An extension of the Slurm command 'seff' designed to handle job arrays and offers the option to display information in a histogram.
seff-array generates three types of histograms:
1. Maximum memory usage of each job in the array
2. Runtime of each job
3. CPU Utilization relative to the runtime
seff-array [-h] [-m] [-t] [-c] [-v] jobid
1. -m, --mem show memory usage stats
2. -t, --time show time usage stats
3. -c, --cpu show cpu usage stats
4. -v, --verbose enable to show histograms for job arrays
To use seff-array on the job array with ID 12345678
, simply run seff-array 12345678
.
The default when no flags given is -mtc (all stats).
Without the -v flag, seff-array produces output similar to the output of seff for both single jobs and job arrays.
Histograms and headings are designed to fit to 80% of your terminal window size.
Note: if your terminal window is too small (less than ~45 columns wide), then seff-array
assumes
a terminal window of 100 columns wide.
Histogram bins vary according to the distribution of the data.
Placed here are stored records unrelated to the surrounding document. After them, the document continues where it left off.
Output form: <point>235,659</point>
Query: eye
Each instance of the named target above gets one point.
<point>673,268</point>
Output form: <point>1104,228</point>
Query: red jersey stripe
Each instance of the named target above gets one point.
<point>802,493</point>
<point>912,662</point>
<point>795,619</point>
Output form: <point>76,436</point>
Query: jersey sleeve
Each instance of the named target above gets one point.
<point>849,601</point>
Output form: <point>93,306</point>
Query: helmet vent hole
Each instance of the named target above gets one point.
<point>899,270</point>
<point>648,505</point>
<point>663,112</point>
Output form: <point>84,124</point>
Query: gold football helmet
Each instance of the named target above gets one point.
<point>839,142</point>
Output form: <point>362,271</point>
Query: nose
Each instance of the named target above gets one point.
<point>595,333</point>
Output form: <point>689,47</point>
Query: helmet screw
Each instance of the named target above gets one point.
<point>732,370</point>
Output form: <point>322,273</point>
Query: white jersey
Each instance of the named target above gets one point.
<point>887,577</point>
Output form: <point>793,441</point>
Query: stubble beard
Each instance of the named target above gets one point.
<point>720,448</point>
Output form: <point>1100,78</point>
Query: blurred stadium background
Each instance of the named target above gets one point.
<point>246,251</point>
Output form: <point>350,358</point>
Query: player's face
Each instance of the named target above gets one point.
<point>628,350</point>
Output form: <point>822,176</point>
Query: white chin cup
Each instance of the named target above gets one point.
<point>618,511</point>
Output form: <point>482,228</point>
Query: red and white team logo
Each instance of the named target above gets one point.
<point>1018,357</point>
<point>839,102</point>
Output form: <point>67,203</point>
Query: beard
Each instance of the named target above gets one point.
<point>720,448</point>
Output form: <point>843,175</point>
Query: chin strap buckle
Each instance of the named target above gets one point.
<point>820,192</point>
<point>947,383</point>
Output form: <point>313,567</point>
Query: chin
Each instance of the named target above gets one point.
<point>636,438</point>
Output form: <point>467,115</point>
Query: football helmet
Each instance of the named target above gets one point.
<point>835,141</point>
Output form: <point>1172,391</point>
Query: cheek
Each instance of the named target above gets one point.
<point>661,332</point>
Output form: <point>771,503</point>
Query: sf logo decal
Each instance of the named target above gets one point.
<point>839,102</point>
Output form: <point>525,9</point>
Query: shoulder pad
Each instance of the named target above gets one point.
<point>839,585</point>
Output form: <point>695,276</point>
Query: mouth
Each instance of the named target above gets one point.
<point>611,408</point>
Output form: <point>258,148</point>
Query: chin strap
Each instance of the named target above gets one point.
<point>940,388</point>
There is a minimum bin width associated with each type of histogram to avoid unnecessary precision when the data is extremely clustered.
A series of simple tests will be tested with each push to this repository through CircleCI. The testing environment is composed of several key components:
- compare.sh - A basic bash script that calls seff-array and compares that output with the expected output.
- retrieve.py - Used in compare.sh. Returns the expected output of a given jobid.
- sacct - A mock sacct so that it returns raw sacct data (just like normal sacct does) given a jobid. The "fail" jobid is to simulate a scenario when sacct fails to return any output.
- tests/output - Directory that contains all expected output for each test.
- tests/data - Directory that contains all raw sacct data for each test.
- tests/log.txt - File that contains the mapping of each test to its jobid.